Kicking away a pebble with a bit more force than was necessary, Mike was not sure if he should be relieved or sad that Sulley was not walking next to him right now. He really could not decide, what with being distracted by all the turmoil in his head. If his friend had been here, maybe this would not have happened, but if he had been, it could have happened anyway, and then he might have picked a fight, or worse yet, he might have been sorry for Mike.
No, he would not have picked a fight. Randy was a ROR. Sulley knew the RORs, and he knew better than to attack one of their number.
Mike decided he was sad about Sulley's absence, after all, when he felt the telltale pricking at his eye. It was not far to his home. He could pull this off. He could get inside before he had to burst into tears out on an open street.

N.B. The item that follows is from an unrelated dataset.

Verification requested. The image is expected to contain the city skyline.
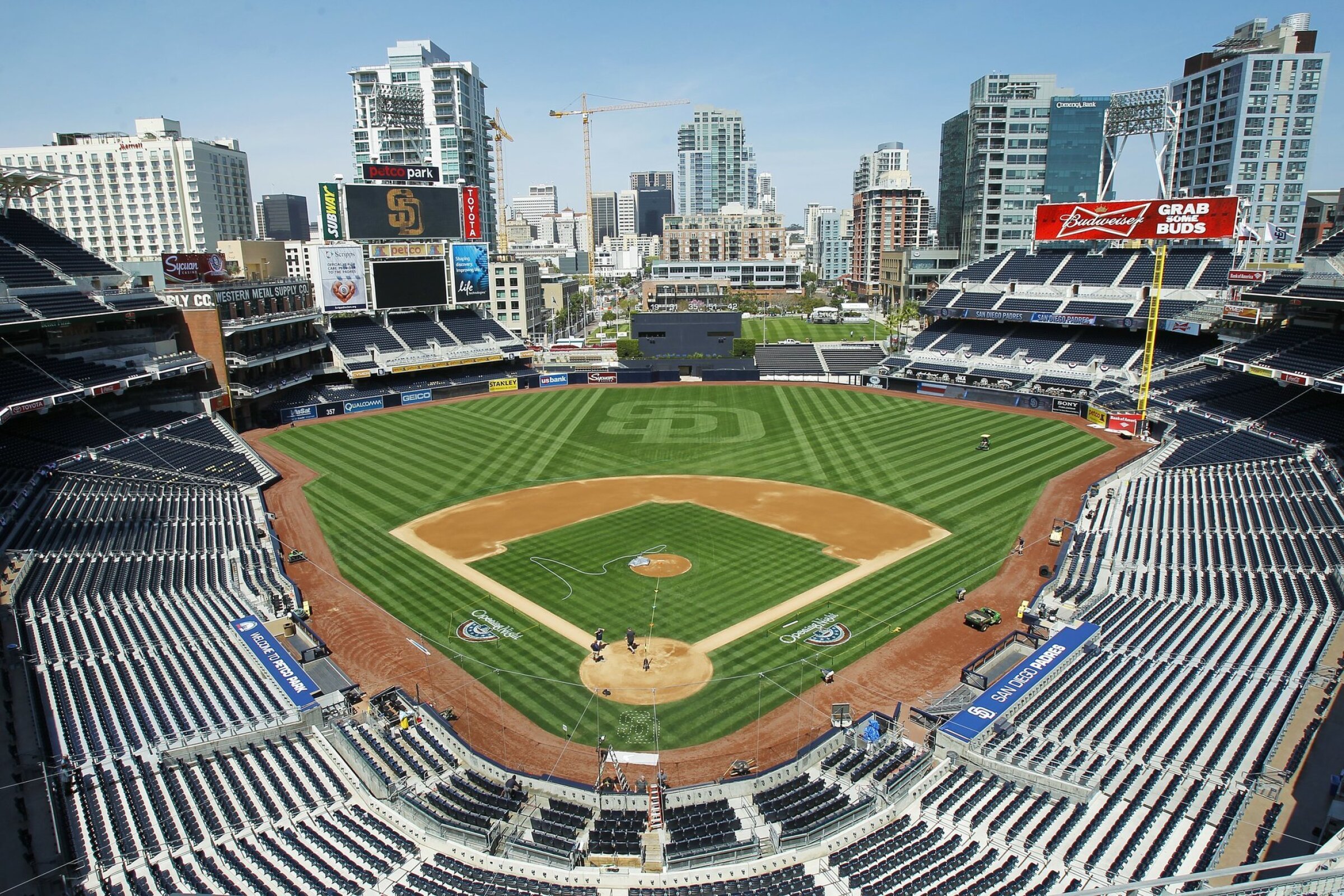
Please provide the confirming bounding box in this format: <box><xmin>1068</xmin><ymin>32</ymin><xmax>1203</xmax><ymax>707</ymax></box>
<box><xmin>0</xmin><ymin>1</ymin><xmax>1344</xmax><ymax>231</ymax></box>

On the last few meters, he did a quick time calculation. Sulley would be at least another half hour, probably longer. Mrs. Squibbles had announced this morning that she would be out shopping for groceries, Don was at the library, the twins at Terri's personal Dance practice, Art in afternoon classes, and Squishy… where was Squishy? Oh, yes, he had promised to help his mother with the groceries. So Mike was alone. Good.

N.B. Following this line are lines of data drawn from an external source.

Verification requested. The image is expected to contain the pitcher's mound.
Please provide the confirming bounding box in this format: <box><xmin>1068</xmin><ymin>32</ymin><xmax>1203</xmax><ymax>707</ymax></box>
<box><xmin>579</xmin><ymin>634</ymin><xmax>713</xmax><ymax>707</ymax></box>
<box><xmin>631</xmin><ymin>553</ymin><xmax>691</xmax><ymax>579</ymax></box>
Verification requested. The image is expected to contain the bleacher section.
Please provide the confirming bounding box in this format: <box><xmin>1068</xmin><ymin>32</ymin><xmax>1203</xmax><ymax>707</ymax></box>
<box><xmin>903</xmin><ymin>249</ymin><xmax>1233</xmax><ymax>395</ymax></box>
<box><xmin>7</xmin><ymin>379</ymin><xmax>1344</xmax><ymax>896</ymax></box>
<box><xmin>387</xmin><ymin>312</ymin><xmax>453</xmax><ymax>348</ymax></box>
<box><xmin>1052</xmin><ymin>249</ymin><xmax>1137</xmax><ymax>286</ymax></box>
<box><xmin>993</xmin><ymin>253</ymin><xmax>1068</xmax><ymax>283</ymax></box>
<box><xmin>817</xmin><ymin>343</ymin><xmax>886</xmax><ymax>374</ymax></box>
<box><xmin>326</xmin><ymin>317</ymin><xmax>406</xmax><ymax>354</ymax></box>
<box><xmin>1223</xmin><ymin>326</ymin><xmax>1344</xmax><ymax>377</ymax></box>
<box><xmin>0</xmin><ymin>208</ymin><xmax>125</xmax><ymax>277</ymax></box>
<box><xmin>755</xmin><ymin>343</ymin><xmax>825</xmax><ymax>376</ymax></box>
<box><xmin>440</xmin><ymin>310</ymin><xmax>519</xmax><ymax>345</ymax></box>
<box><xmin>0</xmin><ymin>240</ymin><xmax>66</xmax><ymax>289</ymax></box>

As soon as he had entered the house and forcefully slammed the door shut behind himself, he drew in a deep breath and then let out an almost glass-shattering, shrill scream. More like a shriek, really. He forced himself not to count the seconds, but damn, this felt good.
A moment later, he had calmed down again. Even the oncoming tears had subsided. Perfect. He needed to stay in control.
Taking another deep breath and slowly letting it out again, he went to sit on the sofa, and that was when he heard it. The sound of footsteps. Hurried footsteps from upstairs.
No, not footsteps, he realized when they came crashing down the stairs. The soft brushing of tentacles.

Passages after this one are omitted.